What's really going on on campus?

This report goes against everything we've been hearing in the media about the state of affairs on University campuses.
"After many years of seeing the campus as a burden or liability, the pro-Israel community is coming to see the campus as a potential asset to the American pro-Israel movement," said Jonathan Kessler, director of leadership development at the American Israel Public Affairs Committee. "What an incredible turnaround."

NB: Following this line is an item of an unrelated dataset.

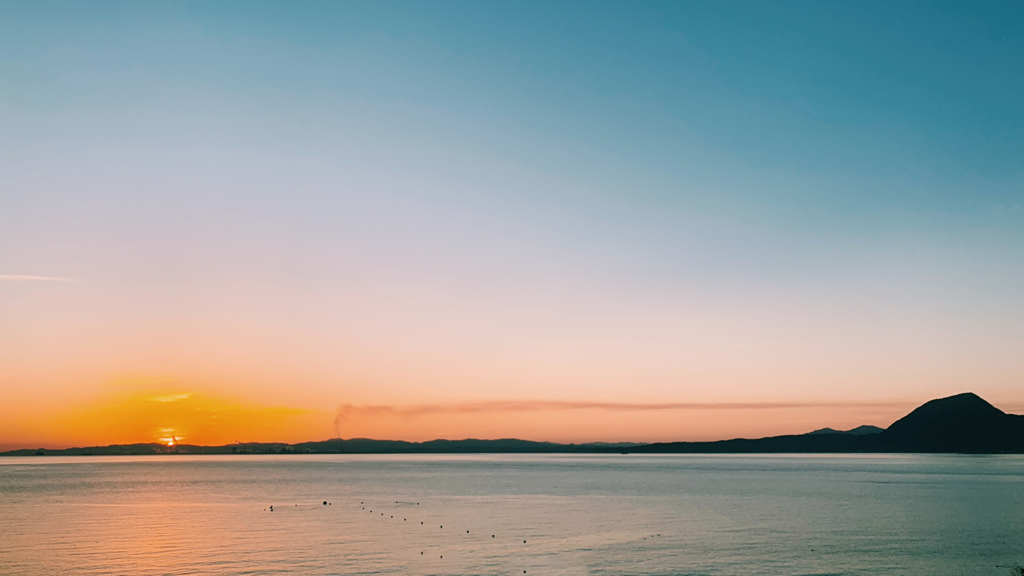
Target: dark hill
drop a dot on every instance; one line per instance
(859, 430)
(964, 423)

After months of hearing widespread and frequent reports of pro-Israel students being too scared to speak up / being harrassed for their views if they do express them, academics making anti-Israel remarks in class, academic unions voting to boycott Israel, and the general Left-wing PC-ness overtaking academia across the Western world, this evaluation comes as a surprise, to say the least. Certainly, nobody thinks that the campuses are uniformally awful, and I would assume that most are simply neutral, especially now that the second Intifada seems to have died down. From there to a potential 'asset' and a 'more supportive, pro-Israel environment than ever before' (!!!!) is a very big jump and I'd like to hear more proof than the one given in the article, of AIPAC hosting 80 non-Jewish student-government presidents at a policy conference. This is an example of an attempt to sway people, not proof they've been swayed, or of wider sentiment on campus. Some more on this -- particularly research/surveys and stats -- would be useful, because otherwise it sounds a little like AIPAC just blowing its own horn.
Ido Aharoni, who is in charge of public affairs at Israel's New York consulate, says that the Aipac experience is representative of the general state of affairs on campus. He said that a few organizations have overplayed fears about the atmosphere on campus for "organizational needs."

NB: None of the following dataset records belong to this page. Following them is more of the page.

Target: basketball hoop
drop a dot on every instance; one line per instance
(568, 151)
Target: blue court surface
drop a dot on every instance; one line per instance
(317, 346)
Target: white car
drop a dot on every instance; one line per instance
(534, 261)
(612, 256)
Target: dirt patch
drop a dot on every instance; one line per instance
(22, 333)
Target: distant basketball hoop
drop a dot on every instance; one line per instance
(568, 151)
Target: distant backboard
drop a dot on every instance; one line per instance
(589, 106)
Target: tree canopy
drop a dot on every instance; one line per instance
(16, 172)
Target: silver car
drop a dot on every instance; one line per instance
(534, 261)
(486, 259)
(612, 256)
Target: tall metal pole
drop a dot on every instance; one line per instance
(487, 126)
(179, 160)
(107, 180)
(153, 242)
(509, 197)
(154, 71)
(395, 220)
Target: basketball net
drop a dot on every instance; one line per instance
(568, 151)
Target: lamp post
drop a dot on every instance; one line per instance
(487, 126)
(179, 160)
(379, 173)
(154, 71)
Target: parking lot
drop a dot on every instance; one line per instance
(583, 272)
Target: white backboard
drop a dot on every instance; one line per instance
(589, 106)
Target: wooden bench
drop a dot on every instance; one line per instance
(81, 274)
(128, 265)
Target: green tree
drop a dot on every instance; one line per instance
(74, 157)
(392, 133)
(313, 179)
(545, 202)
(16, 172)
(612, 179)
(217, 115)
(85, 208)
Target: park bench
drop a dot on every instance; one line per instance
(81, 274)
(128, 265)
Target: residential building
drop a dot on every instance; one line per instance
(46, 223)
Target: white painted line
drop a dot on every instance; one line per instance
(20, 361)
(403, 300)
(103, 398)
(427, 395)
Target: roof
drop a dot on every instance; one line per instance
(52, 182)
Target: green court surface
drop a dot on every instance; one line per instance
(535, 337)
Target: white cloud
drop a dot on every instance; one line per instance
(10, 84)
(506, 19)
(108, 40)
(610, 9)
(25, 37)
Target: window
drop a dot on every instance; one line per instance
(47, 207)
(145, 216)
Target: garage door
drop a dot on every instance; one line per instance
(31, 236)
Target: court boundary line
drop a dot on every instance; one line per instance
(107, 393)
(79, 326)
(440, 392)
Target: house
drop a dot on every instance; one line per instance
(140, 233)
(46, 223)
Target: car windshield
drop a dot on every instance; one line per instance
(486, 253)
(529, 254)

"The situation as we see it is not nearly as acute as presented by some Jewish organizations," Aharoni said. "They're creating unnecessary hysteria in the community."
The problem is, the impression isn't as much through the Jewish organizations, though they may have exploited it, as through the media reporting on real incidents and through the students themselves who are lining up to talk about their experiences and worries. The comments in this article, by the way, were in response to another report which argued the exact opposite case, namely that the situation on university campuses is not good. Any Bloghead student readers out there care to comment?